Dienstag, 22.07.2008 - 12.11 Uhr | Zurück zur Übersicht |
Neue Rechtsprechung: Mehr Resturlaub bei Elternzeit!!!
Die Unternehmen müssen sich bei der Übertragung von Resturlaub in der Elternzeit auf die neue Rechtsprechung des Bundesarbeitsgerichts (BAG) einstellen, das jetzt zugunsten der Arbeitnehmer entschieden hat.
Eine Änderung der Rechtsprechung gibt es durch ein aktuelles Urteil des BAG (Az.: 9 AZR 219/07). Unternehmen müssen nun deutlich mehr Resturlaub abgelten als bisher. Der entschiedene Fall kommt häufig vor und betrifft daher viele Betriebe: Eine Arbeitnehmerin nimmt zur Betreuung eines Kindes Elternzeit. Auf die folgt nahtlos eine zweite wegen der Geburt des nächsten Kindes. Oft endet das Arbeitsverhältnis während der zweiten Elternzeit, oder es wird anschließend nicht mehr fortgesetzt. Besteht dann noch Resturlaub aus der Zeit vor dem ersten Familienzuwachs, stellt sich die Frage, ob er der Mitarbeiterin durch Zahlung abgegolten werden muss.
Eine gesetzliche Regelung gibt es dafür nicht. Grundsätzlich gilt: Urlaubsansprüche können nur bis Ende März des Folgejahres übertragen werden. Wird Elternzeit in Anspruch genommen, verlängert sich der Zeitraum. Der Urlaub kann dann bis zum Ende des auf die Elternzeit folgenden Jahres genommen werden. Das gilt aber nur einmalig. Davon nicht erfasst ist der Fall, in dem der Urlaub zwar wegen einer ersten Elternzeit übertragen, aber wegen einer zweiten nicht mehr genommen wurde. Ob er dann verfällt oder weiterhin bestehen bleibt, lässt das Gesetz offen.
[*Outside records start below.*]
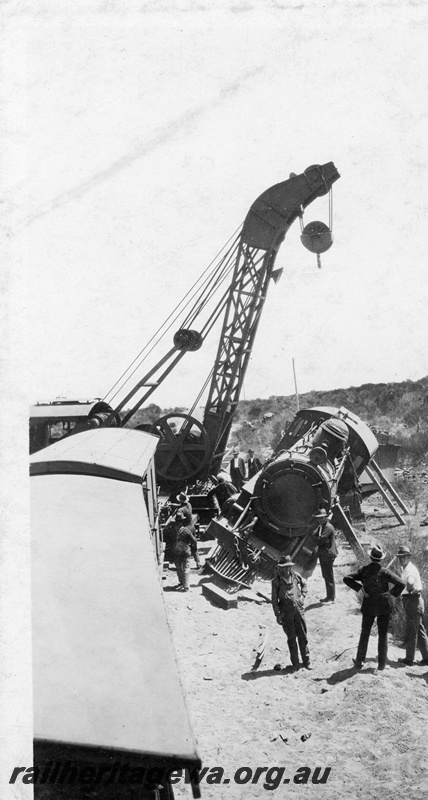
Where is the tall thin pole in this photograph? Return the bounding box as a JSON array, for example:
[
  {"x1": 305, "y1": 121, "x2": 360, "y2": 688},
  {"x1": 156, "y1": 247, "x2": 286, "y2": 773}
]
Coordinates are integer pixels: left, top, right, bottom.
[{"x1": 291, "y1": 358, "x2": 300, "y2": 411}]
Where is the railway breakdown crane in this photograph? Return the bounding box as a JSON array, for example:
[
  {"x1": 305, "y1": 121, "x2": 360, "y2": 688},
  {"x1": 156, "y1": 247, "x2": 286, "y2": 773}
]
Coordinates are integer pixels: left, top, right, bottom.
[
  {"x1": 30, "y1": 162, "x2": 340, "y2": 490},
  {"x1": 103, "y1": 162, "x2": 340, "y2": 488}
]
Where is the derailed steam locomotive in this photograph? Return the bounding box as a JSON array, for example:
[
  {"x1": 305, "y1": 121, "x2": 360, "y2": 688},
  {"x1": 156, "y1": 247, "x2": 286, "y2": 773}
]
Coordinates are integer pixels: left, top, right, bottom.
[{"x1": 208, "y1": 408, "x2": 378, "y2": 591}]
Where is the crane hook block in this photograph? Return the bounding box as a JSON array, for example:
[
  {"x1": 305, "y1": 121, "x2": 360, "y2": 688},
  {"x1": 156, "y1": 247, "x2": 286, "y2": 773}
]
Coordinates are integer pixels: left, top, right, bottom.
[
  {"x1": 174, "y1": 328, "x2": 204, "y2": 350},
  {"x1": 300, "y1": 222, "x2": 333, "y2": 253}
]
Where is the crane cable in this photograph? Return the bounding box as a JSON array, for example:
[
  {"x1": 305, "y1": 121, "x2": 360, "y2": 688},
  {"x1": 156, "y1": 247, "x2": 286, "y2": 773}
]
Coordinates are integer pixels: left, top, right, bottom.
[{"x1": 103, "y1": 225, "x2": 242, "y2": 402}]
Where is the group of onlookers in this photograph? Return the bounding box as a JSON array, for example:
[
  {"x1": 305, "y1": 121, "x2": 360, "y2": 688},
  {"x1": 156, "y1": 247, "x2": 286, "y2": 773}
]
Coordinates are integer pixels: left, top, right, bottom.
[{"x1": 272, "y1": 536, "x2": 428, "y2": 672}]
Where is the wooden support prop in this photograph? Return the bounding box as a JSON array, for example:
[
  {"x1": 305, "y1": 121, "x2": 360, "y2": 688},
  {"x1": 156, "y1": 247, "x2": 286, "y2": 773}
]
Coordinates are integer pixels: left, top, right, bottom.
[
  {"x1": 366, "y1": 466, "x2": 406, "y2": 525},
  {"x1": 334, "y1": 505, "x2": 366, "y2": 556},
  {"x1": 370, "y1": 459, "x2": 410, "y2": 514}
]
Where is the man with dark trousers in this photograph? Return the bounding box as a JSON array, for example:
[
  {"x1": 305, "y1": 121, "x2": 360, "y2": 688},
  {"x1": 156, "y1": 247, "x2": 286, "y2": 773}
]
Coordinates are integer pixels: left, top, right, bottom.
[
  {"x1": 314, "y1": 508, "x2": 338, "y2": 603},
  {"x1": 207, "y1": 475, "x2": 237, "y2": 514},
  {"x1": 396, "y1": 545, "x2": 428, "y2": 667},
  {"x1": 247, "y1": 447, "x2": 262, "y2": 480},
  {"x1": 272, "y1": 556, "x2": 312, "y2": 670},
  {"x1": 343, "y1": 545, "x2": 405, "y2": 670},
  {"x1": 173, "y1": 510, "x2": 201, "y2": 592},
  {"x1": 229, "y1": 447, "x2": 245, "y2": 492}
]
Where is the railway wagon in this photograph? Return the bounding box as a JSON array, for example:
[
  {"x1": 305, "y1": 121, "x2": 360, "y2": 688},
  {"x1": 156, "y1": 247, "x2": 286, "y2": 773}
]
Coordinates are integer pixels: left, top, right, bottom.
[{"x1": 30, "y1": 428, "x2": 200, "y2": 800}]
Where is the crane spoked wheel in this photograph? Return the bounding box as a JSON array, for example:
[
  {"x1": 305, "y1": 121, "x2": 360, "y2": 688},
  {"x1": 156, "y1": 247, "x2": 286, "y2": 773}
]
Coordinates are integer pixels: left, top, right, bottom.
[{"x1": 150, "y1": 413, "x2": 210, "y2": 483}]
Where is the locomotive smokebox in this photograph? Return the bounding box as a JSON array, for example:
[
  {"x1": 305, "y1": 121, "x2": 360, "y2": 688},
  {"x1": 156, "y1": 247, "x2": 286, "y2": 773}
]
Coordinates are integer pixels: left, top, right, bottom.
[{"x1": 254, "y1": 452, "x2": 333, "y2": 537}]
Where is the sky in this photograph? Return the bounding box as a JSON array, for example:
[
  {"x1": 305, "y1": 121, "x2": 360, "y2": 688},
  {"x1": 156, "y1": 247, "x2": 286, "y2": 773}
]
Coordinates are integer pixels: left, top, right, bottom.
[
  {"x1": 0, "y1": 0, "x2": 428, "y2": 780},
  {"x1": 6, "y1": 0, "x2": 428, "y2": 407}
]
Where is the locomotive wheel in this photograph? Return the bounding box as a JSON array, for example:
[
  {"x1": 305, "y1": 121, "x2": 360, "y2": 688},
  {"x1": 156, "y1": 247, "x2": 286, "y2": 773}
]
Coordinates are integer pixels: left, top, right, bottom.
[{"x1": 150, "y1": 413, "x2": 210, "y2": 483}]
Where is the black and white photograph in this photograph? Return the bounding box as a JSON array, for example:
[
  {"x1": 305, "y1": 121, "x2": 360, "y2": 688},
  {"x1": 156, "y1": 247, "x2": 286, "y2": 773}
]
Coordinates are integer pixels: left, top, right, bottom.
[{"x1": 0, "y1": 0, "x2": 428, "y2": 800}]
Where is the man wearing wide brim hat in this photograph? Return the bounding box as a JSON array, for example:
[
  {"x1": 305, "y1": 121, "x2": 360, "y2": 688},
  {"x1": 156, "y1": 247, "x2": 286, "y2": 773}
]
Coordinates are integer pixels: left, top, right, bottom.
[
  {"x1": 396, "y1": 545, "x2": 428, "y2": 667},
  {"x1": 272, "y1": 556, "x2": 311, "y2": 670},
  {"x1": 313, "y1": 508, "x2": 338, "y2": 603},
  {"x1": 343, "y1": 545, "x2": 404, "y2": 670},
  {"x1": 170, "y1": 492, "x2": 193, "y2": 525}
]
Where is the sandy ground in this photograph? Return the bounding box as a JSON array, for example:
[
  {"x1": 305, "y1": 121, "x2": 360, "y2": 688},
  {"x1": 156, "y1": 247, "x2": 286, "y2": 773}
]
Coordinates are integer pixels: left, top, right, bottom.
[{"x1": 163, "y1": 506, "x2": 428, "y2": 800}]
Das BAG hat für diese Fälle eine Übertragung mit der bisherigen Rechtsprechung stets abgelehnt. Die Begründung: Der gesetzlich oder vertraglich garantierte Urlaub beziehe sich jeweils auf ein Kalenderjahr. Daher müsse die Erholung der Arbeitnehmer, wenn möglich, auch in diesem Zeitraum erfolgen. Eine weitere Verlängerung des Übertragungszeitraums führe aber dazu, "dass durch eine kettenartige mehrmalige Inanspruchnahme von Erziehungsurlaub die Übertragung so weit ausgeweitet werden könnte, dass der Bezug zum Urlaubsjahr verloren ginge", heißt es z.B. in einer Entscheidung des BAG aus dem Jahr 2001 (Az.: 9 AZR 267/96).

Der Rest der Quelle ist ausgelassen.